WARNING: The following contains spoilers for the third season of HBO's True Detective, airing now.
One major positive of True Detective's third season is that it plays to the strengths of the first season from 2014. The adventures of Mahershala Ali's Wayne Hays and Stephen Dorff's Roland West as they try to solve the murder of young Will Purcell in the '80s and what happened to his abducted sister, Julie, over the course of the next two decades feels similar to the conspiracy Matthew McConaughey's Rust Cohle and Woody Harrelson's Marty Hart tried to expose.
With just one more episode left this year, though, we're starting to see that both seasons have not only a common theme, but also clues that speak to a common villain. It's only natural that the show's next chapter be a sequel to Rust and Marty's journey in Season 1.

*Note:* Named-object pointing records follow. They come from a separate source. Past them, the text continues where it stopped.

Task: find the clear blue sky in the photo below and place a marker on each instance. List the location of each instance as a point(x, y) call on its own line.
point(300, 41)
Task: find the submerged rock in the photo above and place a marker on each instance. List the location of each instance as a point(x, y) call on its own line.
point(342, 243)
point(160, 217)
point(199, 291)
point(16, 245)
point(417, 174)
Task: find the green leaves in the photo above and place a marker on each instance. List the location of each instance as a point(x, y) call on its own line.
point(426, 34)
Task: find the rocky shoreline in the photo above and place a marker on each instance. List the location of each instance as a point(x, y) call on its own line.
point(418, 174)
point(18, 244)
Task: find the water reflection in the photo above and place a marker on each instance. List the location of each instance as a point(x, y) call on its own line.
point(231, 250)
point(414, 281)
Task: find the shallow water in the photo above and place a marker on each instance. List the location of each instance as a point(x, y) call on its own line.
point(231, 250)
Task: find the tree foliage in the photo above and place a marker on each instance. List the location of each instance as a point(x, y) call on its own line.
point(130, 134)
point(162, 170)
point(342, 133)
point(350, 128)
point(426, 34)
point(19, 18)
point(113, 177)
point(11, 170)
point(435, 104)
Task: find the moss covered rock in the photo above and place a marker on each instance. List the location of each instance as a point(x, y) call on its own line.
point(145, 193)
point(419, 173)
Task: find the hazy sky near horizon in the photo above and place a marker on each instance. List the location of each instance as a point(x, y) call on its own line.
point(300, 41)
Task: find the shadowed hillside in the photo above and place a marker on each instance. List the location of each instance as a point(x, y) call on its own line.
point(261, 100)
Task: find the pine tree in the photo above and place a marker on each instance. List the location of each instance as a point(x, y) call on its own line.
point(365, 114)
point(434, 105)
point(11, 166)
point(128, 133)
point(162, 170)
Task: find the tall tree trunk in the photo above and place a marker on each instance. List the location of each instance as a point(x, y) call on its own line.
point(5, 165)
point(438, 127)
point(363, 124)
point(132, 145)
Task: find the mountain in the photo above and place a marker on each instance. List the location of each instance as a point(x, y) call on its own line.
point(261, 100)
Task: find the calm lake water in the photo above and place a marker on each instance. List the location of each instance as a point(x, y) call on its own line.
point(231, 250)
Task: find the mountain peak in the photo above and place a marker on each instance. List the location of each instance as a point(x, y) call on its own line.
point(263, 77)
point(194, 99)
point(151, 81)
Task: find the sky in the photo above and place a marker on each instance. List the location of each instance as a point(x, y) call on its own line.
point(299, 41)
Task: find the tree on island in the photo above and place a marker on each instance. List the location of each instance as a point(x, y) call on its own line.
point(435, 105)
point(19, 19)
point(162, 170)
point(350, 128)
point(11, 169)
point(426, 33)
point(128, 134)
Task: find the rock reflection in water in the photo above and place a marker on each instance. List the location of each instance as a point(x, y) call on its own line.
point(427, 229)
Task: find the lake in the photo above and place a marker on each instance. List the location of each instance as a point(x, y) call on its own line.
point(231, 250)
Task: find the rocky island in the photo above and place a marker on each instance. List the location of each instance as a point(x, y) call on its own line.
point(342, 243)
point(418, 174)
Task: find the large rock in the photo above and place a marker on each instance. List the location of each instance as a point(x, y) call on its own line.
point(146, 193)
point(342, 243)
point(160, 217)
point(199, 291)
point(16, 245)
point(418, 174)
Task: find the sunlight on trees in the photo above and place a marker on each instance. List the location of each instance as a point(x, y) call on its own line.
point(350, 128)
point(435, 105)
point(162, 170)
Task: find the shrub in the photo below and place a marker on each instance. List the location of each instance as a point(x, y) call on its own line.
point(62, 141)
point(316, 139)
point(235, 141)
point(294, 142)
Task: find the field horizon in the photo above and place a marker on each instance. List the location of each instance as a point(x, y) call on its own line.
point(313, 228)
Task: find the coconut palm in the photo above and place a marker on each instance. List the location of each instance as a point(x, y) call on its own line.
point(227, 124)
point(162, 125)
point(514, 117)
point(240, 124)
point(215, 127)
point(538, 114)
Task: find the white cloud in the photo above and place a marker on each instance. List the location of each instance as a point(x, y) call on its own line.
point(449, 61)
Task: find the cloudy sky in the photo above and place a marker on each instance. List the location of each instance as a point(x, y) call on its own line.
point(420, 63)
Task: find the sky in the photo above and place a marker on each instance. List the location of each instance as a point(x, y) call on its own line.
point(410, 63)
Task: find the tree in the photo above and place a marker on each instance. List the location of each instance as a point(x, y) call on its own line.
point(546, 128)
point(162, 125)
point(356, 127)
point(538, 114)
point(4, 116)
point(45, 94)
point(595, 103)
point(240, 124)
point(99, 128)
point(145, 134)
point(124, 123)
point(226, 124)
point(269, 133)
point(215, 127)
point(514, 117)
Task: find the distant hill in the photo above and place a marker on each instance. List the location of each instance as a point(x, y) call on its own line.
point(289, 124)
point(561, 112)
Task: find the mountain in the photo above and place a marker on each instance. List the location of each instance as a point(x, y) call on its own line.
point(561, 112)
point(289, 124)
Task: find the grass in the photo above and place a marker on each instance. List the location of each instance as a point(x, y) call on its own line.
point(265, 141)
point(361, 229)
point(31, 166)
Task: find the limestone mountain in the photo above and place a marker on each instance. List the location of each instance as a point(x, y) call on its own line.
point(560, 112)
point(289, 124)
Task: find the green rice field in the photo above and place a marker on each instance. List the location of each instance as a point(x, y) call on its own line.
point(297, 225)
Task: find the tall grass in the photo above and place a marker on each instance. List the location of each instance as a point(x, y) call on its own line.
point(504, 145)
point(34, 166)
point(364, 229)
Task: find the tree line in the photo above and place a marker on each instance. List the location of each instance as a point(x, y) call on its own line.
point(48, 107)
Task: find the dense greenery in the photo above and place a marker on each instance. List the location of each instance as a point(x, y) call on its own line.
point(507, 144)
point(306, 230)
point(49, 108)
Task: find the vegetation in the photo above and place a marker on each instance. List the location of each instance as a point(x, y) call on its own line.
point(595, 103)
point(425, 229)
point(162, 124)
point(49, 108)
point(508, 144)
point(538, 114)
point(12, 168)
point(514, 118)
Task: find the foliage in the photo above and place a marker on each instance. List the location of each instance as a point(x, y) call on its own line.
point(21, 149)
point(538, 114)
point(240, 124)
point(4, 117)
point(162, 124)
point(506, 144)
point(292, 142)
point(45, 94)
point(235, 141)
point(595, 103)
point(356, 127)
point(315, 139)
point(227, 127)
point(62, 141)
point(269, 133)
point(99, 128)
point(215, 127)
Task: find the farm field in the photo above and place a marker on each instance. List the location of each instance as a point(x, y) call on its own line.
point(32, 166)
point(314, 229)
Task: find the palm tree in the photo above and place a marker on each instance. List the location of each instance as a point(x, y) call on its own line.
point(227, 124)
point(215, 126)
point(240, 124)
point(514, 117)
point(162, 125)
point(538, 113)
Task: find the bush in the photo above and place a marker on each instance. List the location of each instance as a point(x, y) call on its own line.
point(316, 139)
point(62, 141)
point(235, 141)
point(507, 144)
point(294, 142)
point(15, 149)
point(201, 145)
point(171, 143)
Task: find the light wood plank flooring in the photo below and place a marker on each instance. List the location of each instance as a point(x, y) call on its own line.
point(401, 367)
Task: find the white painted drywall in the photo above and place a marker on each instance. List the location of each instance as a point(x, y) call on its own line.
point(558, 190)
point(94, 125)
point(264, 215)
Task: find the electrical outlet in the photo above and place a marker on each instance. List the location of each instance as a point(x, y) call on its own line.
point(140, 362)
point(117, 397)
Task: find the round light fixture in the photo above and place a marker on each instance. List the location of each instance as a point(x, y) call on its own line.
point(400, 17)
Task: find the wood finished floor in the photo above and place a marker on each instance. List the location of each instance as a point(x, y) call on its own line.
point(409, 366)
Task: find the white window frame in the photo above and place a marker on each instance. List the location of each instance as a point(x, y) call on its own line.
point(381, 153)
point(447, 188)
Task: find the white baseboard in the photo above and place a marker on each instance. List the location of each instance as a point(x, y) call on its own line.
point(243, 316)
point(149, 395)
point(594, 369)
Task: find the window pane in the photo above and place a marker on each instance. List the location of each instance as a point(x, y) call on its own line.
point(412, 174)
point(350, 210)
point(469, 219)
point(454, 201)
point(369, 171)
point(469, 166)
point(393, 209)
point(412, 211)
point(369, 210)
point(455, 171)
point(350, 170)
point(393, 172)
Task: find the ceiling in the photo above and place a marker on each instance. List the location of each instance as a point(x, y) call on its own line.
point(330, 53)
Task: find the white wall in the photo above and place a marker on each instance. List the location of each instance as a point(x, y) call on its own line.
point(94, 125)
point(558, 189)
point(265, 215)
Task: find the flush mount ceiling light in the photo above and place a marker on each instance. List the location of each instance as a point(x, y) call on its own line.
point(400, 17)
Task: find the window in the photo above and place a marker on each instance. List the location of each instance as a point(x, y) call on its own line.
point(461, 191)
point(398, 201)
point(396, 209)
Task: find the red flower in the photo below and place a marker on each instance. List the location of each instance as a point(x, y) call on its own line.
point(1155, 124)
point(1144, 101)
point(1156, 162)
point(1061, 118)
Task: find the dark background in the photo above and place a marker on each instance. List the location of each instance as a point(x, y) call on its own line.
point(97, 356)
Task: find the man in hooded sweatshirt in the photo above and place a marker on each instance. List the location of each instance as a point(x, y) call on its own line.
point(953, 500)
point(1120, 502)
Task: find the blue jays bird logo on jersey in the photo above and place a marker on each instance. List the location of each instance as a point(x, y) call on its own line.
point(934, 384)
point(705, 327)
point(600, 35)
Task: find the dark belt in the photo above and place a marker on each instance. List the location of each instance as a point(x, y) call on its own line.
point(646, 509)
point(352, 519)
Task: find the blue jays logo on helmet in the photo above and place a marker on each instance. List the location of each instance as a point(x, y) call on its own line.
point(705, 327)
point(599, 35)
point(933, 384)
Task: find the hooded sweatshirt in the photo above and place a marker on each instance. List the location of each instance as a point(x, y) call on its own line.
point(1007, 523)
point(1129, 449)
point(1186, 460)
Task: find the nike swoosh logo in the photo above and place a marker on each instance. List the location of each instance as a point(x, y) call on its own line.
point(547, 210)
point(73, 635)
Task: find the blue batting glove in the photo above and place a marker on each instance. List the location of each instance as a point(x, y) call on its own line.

It's no secret everyone loves Season 1, critics and fans alike. The cast was solid and the story about a pedophile ring in Louisiana was too engaging to ignore. There was an emotional depth that Season 2 (a standalone crime procedural with a narrative that stood apart from its predecessor) lacked, which resulted in something that was more style than substance.
This is why folks were skeptical about whether Season 3 could course correct the show and provide a return to form, and so it has. Wayne and Roland have a different dynamic, but their chemistry is there, reminding us of how Rust and Marty's dysfunctional partnership worked. Returning the series' landscape to Season 1 is a logical step now that we're seeing that the family of power they went up against, the Tuttles, have a kindred spirit in the Purcell case's Hoyts.
As Season 3 progresses, the documentary an older Wayne is working on has seen the filmmaker, Elisa (Sarah Gadon), make multiple references to Season 1, which was also set in the '90s. She believes the Hoyts in the '80s, and how easily they got away with covering up Will's murder and the missing Julie, inspired a more twisted movement that led to Season 1 and the Tuttles.
Rust theorized that the straw dolls from Season 1 indicated religious symbolism and overall signs of the occult, leading him to believe that they were fighting against a cult known as the Crooked Spiral. Elisa now believes this group has spiraled into something bigger, which is why she's looking to blow the lid off both cases two decades later.
Corrupt cops and politicians, families of influence with sinister vices and ambitious detectives are common ground both seasons share. Elisa's praise of the work done by Rust and Marty simply creates a desire for more. It's clear she believes their work is unfinished and that the Purcell case is just a missing piece of the puzzle.
Season 1 ended with the Tuttles avoiding prosecution, with a groundsman at a church they owned, Errol Childress, going down for the crimes. It left Rust and Marty heartbroken, wondering if they could still continue the good fight, so a sequel could follow how their characters evolved and, most importantly, how they proceeded to lay building blocks for Elisa to follow up on in the Arkansas case with a senile Wayne.
Season 4 can even time-jump into the present, with Elisa working with an older Rust and Marty thanks to new evidence from the Purcell case, finally nailing the Crooked Spiral. She knows Wayne and Roland messed up by failing to follow clues from the Tuttle fiasco, so who knows, maybe we'd even get Wayne and Roland helping out.
It'd be an interesting crossover, with detectives teaming up to form a super squad to bust this criminal ring. More so, both pairs would get some sort of closure, not just for the victims, but their own lives as well.
Airing Sundays at 9 p.m. ET/PT on HBO, True Detective stars Mahershala Ali, Mamie Gummer, Stephen Dorff, Scoot McNairy, Carmen Ejogo and Ray Fisher.